General discussion thread about nbsdgames HOT 17 CLOSED

Darrt is added, is it good?

from nbsdgames.

Now there is 17 of them! Some small changes and there will be a new version.

from nbsdgames.

Nice! I wrote news post. ^__^ https://www.linux.org.ru/news/games/16276697

from nbsdgames.

Cool!
(Also you can keep laying new pipes after the time runs out, the time is for when the fluid will flow)

from nbsdgames.

Hi, thank you for mentioning it. I made a car game with nice ASCII art where you had to hit zombies and avoid humans. It needed such an input/output speed (in order to be challenging) that it would only be playable under Linux TTY, even xterm lagged. So I dropped the project half-way.

I tried making something like ksnakeduel for terminal, but having an AI that would be enough challenge within the gameplay which the speed, graphics and input limits of curses permitted proved to be hard. I tried some fancy algorithms for a while and then simply forgot about it.

I may try making other games in near future.

from nbsdgames.

I made a car game with nice ASCII art where you had to hit zombies and avoid humans.

Sound cool. It's pity that project is dropped.

I may try making other games in near future.

It's really good. I will wait new version of your awesome games collection. ASCII games are best games ever. ^__^

from nbsdgames.

It is fun to play. I like idea to mix well-known darts game and typing game.

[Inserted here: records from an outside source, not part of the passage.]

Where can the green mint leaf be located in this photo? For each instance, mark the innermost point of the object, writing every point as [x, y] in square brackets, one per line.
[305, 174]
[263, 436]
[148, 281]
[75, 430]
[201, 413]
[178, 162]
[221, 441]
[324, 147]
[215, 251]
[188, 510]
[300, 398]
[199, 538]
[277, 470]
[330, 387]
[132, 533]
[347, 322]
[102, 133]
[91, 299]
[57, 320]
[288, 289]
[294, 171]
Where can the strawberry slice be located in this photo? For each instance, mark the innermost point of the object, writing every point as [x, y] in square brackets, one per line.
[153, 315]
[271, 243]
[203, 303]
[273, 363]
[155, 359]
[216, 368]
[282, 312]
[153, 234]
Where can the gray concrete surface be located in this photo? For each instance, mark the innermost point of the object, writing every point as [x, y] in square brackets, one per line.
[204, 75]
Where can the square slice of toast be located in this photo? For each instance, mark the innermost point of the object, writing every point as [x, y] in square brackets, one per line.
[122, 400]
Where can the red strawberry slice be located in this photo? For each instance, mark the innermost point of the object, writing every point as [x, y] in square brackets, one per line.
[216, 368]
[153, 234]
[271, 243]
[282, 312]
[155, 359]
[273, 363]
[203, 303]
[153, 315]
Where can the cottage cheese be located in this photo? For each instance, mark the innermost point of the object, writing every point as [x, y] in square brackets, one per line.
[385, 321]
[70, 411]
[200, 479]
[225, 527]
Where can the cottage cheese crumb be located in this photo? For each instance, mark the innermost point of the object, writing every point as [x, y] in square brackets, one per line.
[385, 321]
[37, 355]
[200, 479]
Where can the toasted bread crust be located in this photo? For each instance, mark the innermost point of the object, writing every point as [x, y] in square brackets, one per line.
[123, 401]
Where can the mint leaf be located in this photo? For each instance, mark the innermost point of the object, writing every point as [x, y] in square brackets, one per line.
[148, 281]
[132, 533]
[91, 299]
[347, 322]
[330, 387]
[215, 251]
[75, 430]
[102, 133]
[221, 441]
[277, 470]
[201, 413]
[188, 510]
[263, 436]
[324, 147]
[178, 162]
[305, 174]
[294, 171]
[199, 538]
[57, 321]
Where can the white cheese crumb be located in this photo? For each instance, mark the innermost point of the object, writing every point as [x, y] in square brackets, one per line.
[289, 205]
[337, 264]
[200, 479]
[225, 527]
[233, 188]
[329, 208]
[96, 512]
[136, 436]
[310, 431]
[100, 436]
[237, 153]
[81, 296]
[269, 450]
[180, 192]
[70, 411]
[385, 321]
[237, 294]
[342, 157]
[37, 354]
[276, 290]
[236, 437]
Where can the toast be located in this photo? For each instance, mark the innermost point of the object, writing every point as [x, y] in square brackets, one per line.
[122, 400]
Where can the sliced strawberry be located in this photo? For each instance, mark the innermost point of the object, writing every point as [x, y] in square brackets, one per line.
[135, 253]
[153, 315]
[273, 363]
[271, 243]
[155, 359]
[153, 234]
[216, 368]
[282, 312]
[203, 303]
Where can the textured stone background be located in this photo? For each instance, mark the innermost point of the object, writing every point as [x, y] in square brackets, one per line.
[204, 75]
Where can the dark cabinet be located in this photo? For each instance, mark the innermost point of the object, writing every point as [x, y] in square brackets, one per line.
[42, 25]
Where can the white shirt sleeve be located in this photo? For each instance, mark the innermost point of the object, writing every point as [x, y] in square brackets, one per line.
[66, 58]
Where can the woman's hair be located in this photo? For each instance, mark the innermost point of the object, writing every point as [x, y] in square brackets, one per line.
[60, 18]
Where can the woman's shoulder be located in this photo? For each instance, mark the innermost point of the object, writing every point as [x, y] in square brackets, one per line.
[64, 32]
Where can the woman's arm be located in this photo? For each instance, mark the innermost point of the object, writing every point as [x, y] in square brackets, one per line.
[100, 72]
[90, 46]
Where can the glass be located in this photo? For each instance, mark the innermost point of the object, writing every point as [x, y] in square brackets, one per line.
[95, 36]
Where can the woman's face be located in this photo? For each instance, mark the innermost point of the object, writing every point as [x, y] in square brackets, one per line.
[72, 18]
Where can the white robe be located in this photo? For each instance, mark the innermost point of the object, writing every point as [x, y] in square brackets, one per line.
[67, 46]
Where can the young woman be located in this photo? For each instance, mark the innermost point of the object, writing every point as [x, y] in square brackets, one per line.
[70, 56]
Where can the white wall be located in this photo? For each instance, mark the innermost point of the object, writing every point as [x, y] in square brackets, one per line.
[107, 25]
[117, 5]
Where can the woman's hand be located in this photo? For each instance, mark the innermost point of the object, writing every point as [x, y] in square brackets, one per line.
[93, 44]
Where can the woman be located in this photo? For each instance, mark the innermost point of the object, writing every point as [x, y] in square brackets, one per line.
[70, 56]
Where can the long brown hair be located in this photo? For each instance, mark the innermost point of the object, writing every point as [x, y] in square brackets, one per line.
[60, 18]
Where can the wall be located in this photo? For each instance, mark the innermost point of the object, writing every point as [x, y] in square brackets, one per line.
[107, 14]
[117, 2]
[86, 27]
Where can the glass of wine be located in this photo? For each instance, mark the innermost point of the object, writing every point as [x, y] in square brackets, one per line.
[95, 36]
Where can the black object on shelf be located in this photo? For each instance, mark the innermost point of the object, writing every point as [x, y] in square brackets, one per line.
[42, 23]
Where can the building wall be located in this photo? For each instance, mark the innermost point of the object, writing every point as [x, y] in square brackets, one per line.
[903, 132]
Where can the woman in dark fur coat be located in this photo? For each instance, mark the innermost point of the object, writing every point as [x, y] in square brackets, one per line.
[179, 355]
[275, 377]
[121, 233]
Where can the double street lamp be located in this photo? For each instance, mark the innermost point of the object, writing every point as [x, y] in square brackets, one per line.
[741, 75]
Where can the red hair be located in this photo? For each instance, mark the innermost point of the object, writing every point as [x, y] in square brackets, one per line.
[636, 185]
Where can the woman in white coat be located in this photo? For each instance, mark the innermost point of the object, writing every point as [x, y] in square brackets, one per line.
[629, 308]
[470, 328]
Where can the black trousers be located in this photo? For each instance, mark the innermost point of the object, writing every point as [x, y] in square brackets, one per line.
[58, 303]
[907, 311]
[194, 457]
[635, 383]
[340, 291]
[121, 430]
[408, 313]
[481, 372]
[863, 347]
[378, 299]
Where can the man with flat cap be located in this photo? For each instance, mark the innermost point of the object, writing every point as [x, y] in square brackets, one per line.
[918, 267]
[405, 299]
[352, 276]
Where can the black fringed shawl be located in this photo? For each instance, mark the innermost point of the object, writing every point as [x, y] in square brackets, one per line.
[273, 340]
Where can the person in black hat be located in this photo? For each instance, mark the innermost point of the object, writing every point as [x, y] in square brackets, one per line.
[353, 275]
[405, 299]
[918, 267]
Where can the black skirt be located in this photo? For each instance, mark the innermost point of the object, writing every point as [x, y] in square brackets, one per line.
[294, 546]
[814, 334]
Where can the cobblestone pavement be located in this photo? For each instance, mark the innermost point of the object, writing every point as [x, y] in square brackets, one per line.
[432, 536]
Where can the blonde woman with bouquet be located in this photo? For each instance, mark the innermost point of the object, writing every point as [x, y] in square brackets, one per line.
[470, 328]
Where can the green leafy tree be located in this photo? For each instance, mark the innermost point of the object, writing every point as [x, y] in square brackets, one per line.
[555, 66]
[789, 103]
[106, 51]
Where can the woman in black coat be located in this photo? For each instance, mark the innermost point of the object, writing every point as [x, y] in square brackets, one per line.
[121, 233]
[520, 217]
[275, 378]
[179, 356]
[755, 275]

P.S. Wow! Letter 'H' gave me million points. ^__^

https://imgur.com/a/FCEcFFB

from nbsdgames.

Yeah! I beat Rabbithole game. This was not easy.

https://imgur.com/a/k81ICVQ

from nbsdgames.

from nbsdgames.

@abakh, I want write news post on big russian linux forum (my other post about good ascii game - https://www.linux.org.ru/news/games/15907069). Please tell me when you will bump the version number. This is good reason will to write news post.

P.S.

About

A package of 15 text-based modern games

Pls fix it. 16 games. :-)

from nbsdgames.

I've made a FreeBSD port: https://bugs.freebsd.org/bugzilla/show_bug.cgi?id=255346

It might take a few days to be accepted, but then you can do pkg install nbsdgames to get the project (on the “latest” branch; “quarterly” will have to wait until July 2021).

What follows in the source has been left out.